Only in a few cases are dust particles spherical (plant pollen, bracts, etc.) or other regular shapes. For irregularly shaped dust particles, they can be divided into:
1) Particles with the same linear scale in all directions, such as regular polygons, regular cubes, etc.
2) Plate-like particles are much longer in both directions than in the third direction, such as flakes, leaves, scales.
3) Needle-like particles are much longer in one direction than in the other two.
b) The shape of the polymer.
Polymers are generally formed by the polymerization of two or more or even millions of particles. The smaller the primary dust particles, the more obvious the aggregate is in the gas**. With the decrease of the particle size of the primary particles, the greater the possibility of condensation due to the random wave movement of the particles, the strength of the polymer after condensation also increases, and the effect of anti-turbulent diffusion is also very strong.
1) Same length in each direction.
2) Linear chains.
iii) Spherical coefficient.
When determining the average particle size of a particle population and studying the aerodynamic behavior of the particles, the particles are generally assumed to be spherical in shape. For non-spherical irregular particles, the concept of "spherical coefficient" is usually used to indicate the degree to which they are inconsistent with spherical particles, or to make necessary corrections to the rationale obtained by spherical particles.
Spherical coefficient: Refers to the ratio of the surface area of a spherical particle of the same volume to the actual surface area. For spherical particles 1, while for non-spherical particles it is always less than 1. For example, the octahedron 0846, regular cube 0806, tetrahedron 0670, regular cylinder 262(l d)2 3(1+2l d), where d represents the diameter of the cylinder and l represents the length of the cylinder. The values of some of the materials measured by the experiment are shown in Table 3-1.
Table 3-1 Sphericity of particles.
Second, the particle size of the dust.
a) The particle size of a single particle.

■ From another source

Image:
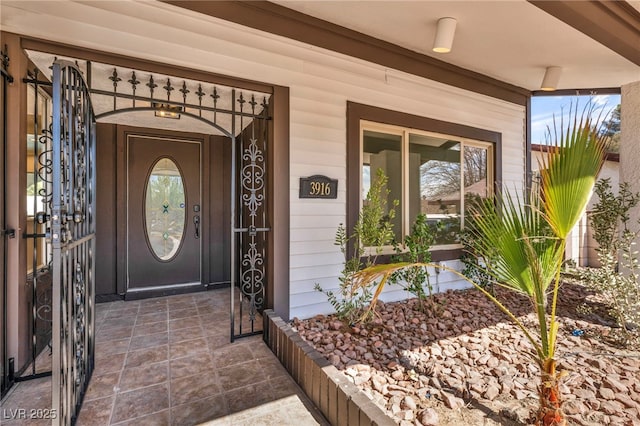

The shape of dust particles is generally very irregular, and only a few are in the shape of regular crystals or spheres. For spherical particles, the diameter of the ball can be used as a representative size of the particle size and is called the particle size. For irregularly shaped particles, the particle size is determined according to the determination method to determine the best representative size of the particle.
The methods for determining and defining particle size can be summarized into two categories: one is directly determined and defined according to the geometric properties of the particles, such as microscopy and sieving; The other type is indirectly determined and defined according to a certain physical property of the particle, such as sedimentation method and light scattering method. Depending on the method of measuring and defining particles, the particle size values obtained are also different, and it is difficult to compare them with each other. In practice, the method of particle size determination and definition is mostly selected according to the purpose of the application.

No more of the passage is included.